A.I. art is for the lazy.


"You can make a movie on your phone, create a song, edit images."

These are 2010-era tools. We're modernizing.

You wouldn't ask musicians today to stick to only pre-synthesizer, pre-DAW era tools to make their music. You wouldn't ask illustrators to ditch their tablets force them to mix their own cerulean unless that's what they wanted to do.

The tools that are coming are going to be fantastic and they're going to enable artists to do wild new things. That isn't subtractive, it's additive. There's more space to explore.

New tools don't even prevent folks from making music and media the old fashioned way: there are still people shooting on film to this day. And there's a vibrant community that embraces anachronistic tools to make new art.

I'm looking forward to a world where teenagers cut their teeth on making their own Marvel movies instead of just watching them. We'll have so many young Scorseses before they even graduate.


Current generative AI isn't additive. It's generative. That's about half of the problem. DAWs don't revert your changes back to means, but genAI always do, being a statistical model.
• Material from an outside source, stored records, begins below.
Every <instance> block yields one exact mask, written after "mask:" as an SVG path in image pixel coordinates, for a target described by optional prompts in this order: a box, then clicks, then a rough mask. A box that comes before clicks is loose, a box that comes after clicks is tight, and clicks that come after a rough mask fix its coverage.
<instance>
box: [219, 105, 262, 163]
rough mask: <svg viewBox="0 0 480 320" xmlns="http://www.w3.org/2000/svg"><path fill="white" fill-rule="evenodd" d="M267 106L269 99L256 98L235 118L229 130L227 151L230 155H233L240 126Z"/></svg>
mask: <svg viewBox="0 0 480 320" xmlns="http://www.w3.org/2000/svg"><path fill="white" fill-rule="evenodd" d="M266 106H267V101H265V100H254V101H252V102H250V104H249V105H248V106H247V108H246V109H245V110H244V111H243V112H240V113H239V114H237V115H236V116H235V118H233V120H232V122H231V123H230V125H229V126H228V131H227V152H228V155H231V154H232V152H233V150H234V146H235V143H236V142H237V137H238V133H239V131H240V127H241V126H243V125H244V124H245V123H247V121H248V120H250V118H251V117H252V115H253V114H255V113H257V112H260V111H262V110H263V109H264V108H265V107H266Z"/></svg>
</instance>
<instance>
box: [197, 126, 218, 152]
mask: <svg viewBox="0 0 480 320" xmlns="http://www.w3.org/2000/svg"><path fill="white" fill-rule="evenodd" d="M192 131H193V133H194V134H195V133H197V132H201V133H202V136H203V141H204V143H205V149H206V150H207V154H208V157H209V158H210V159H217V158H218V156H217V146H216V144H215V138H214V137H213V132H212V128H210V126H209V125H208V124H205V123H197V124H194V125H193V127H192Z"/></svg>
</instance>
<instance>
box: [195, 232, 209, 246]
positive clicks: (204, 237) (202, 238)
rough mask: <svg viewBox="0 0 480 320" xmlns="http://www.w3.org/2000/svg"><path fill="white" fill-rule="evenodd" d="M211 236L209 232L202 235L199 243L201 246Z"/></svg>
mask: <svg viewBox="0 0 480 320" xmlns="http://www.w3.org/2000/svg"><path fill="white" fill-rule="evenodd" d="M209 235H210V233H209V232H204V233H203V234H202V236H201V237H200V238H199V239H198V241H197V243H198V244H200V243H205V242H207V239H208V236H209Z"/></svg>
The roughly other half is that the output is inexplicably bad, not always noticeable to everyone but often obvious to artists and connoisseurs, so connoisseurs can't promote themselves into artists by use of AI.

The almost violent anti-AI sentiment seen among art cohort is sometimes hard to understand to subgroups of tech literates without enough training epochs in human generative image data(especially the kind prevalent on the Internet), and I would understand that without grasp of rather subjective quality issues it could indeed look like an artificially incited luddite conspiracy.

Once someone makes an AI that would be additive and outputs entertainment worthy, then the "luddites" will change, they must. Until then, it's just a technically remarkable white noise generator.


I'll take "People who feel threatened by AI" for $500, Alex.


Or you could just learn to draw the images on a physical medium.